I take the sheets off her bed. I have no idea why when the housekeepers can do it, but I guess I don’t want anyone else to touch anything of hers. When I lift the pillows, an envelope with my name on it falls off the bed. I pick it up and look at it as I walk into my room. I put it in my nightstand drawer. I don’t think I can bear to read it right now. I need some time before I can handle that. I recognize her handwriting on the envelope.

Once I’m done, I walk downstairs to the kitchen and grab a bottle of scotch from the liquor cabinet and down a shot right from the bottle. I realize I need more, so I keep drinking and drinking until I’m halfway done with the bottle. Just then, the guys come in, all of them—Asher, Axel, and Ezra.

“Knox? What the hell happened, bro?” Asher asks as he walks over to me.

They can instantly tell something is wrong because one—I’m drinking scotch like water, which is rare for me, and two—I’m sure my expression alone must look haunted and pain filled. There is nothing I can do about it. There’s no way to fix this. This will be a lifelong memory with too much pain. I try to will my emotions away, but who the hell am I kidding? I can’t hide from my best friends and right now, I don’t want to. I need them.

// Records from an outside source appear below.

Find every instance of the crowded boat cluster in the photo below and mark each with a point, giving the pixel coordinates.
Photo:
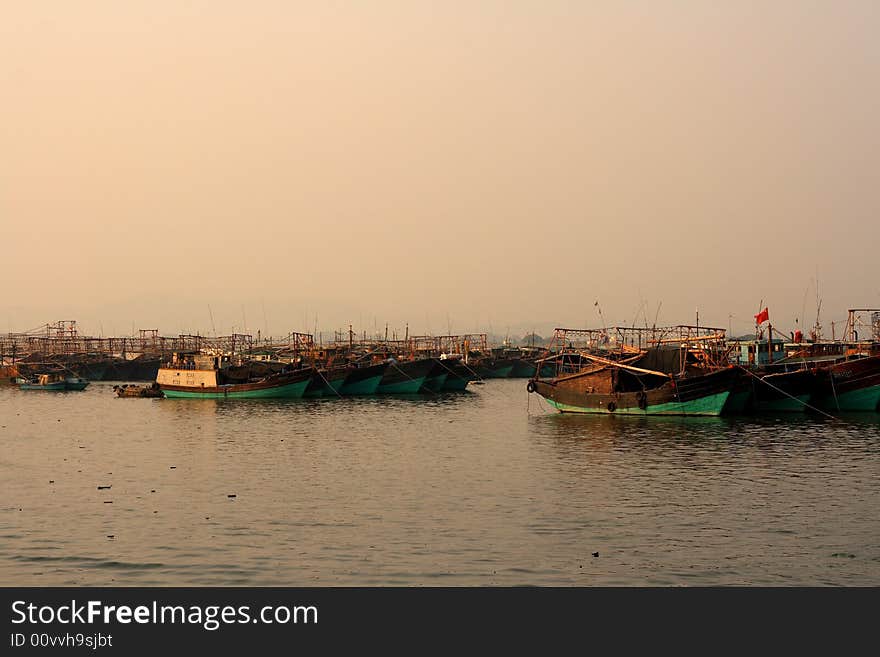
(694, 370)
(238, 366)
(675, 370)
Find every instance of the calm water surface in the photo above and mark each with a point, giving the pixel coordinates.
(486, 487)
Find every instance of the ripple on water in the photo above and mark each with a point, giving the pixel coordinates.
(483, 488)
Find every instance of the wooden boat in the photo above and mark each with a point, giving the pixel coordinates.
(852, 384)
(436, 377)
(615, 387)
(405, 376)
(774, 382)
(203, 376)
(52, 381)
(75, 383)
(133, 391)
(363, 379)
(327, 382)
(458, 374)
(680, 370)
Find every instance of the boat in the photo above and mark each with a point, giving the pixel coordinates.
(405, 376)
(458, 374)
(9, 374)
(436, 377)
(612, 387)
(204, 376)
(851, 384)
(49, 381)
(363, 379)
(775, 382)
(131, 390)
(679, 370)
(75, 383)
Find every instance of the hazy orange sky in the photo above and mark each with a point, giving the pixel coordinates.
(466, 165)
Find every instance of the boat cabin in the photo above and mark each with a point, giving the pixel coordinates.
(757, 353)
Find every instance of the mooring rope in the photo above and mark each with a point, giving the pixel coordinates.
(818, 410)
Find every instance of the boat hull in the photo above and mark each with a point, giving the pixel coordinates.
(290, 385)
(704, 394)
(405, 377)
(523, 369)
(363, 380)
(457, 377)
(53, 387)
(852, 385)
(238, 391)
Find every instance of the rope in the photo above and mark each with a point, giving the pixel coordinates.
(818, 410)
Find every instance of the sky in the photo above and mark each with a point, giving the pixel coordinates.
(438, 167)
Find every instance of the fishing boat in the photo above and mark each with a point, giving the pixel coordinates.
(458, 373)
(404, 376)
(674, 371)
(50, 381)
(775, 382)
(204, 376)
(75, 383)
(327, 382)
(363, 378)
(436, 377)
(614, 387)
(9, 374)
(135, 391)
(851, 384)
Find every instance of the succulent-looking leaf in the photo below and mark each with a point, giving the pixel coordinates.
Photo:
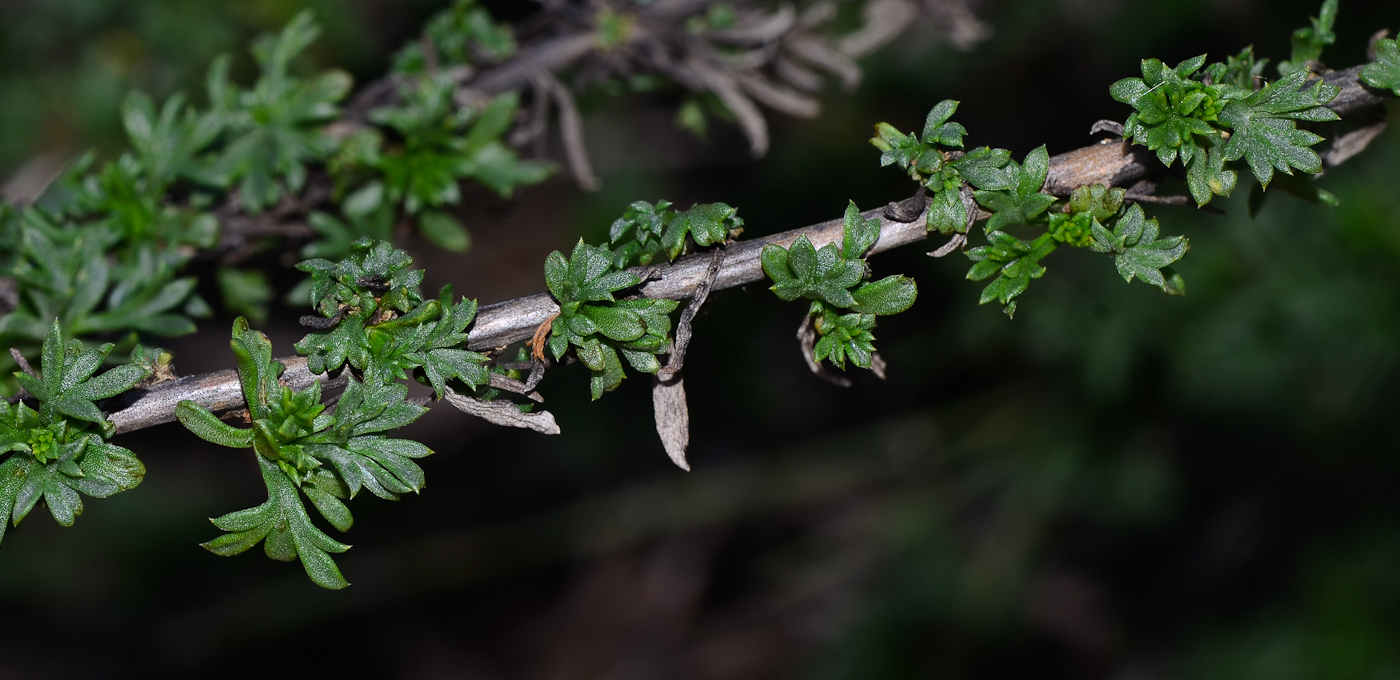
(1385, 72)
(1014, 262)
(282, 522)
(1309, 41)
(1137, 251)
(1266, 132)
(1024, 203)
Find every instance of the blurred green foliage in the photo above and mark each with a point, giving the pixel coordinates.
(1113, 484)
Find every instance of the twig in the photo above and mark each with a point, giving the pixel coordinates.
(503, 323)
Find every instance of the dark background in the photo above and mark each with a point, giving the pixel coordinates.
(1116, 484)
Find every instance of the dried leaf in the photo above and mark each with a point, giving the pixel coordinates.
(503, 413)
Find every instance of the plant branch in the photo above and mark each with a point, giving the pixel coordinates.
(1112, 163)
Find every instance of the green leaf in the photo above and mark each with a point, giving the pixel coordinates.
(199, 420)
(1309, 41)
(1207, 176)
(66, 385)
(938, 130)
(1137, 251)
(889, 295)
(858, 234)
(618, 323)
(1014, 263)
(1024, 202)
(1264, 126)
(1385, 72)
(286, 526)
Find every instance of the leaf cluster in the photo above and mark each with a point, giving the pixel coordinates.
(59, 451)
(660, 230)
(461, 35)
(1309, 41)
(833, 279)
(1385, 72)
(273, 130)
(304, 451)
(91, 280)
(1211, 116)
(599, 328)
(381, 325)
(944, 174)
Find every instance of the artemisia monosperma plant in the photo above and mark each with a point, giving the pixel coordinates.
(107, 252)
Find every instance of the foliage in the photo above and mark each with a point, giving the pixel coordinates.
(60, 449)
(273, 129)
(597, 325)
(658, 230)
(440, 146)
(942, 172)
(1211, 115)
(1309, 41)
(459, 35)
(382, 326)
(832, 279)
(304, 451)
(1385, 72)
(105, 251)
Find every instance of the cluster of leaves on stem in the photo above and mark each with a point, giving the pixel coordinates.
(382, 326)
(1012, 195)
(833, 277)
(434, 147)
(598, 325)
(304, 451)
(423, 147)
(660, 230)
(461, 35)
(605, 330)
(944, 172)
(1211, 116)
(1385, 72)
(59, 451)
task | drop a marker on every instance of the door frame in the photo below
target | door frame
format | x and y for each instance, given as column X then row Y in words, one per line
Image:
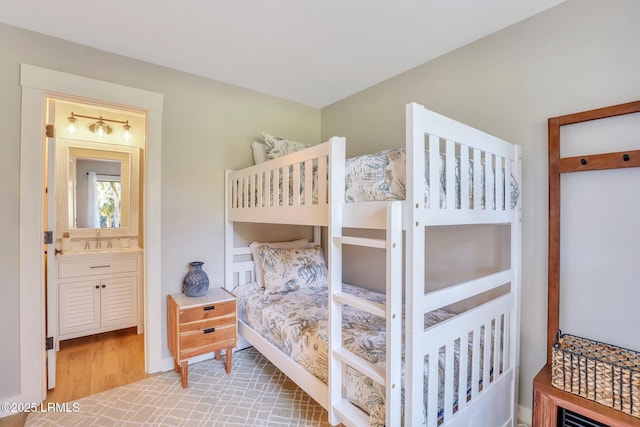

“Mom–my mom. She fucking killed herself!” I suddenly roar, entering the kitchen, then guzzle down some more scotch before taking the bottle and flinging it against the wall. It shatters into pieces, just like I am.

“Fuck!” I hear, before they’re all rushing over to me. I’m engulfed with their arms around me, in a tight circle. Emotions fill me again as I break down for what must be the millionth time tonight.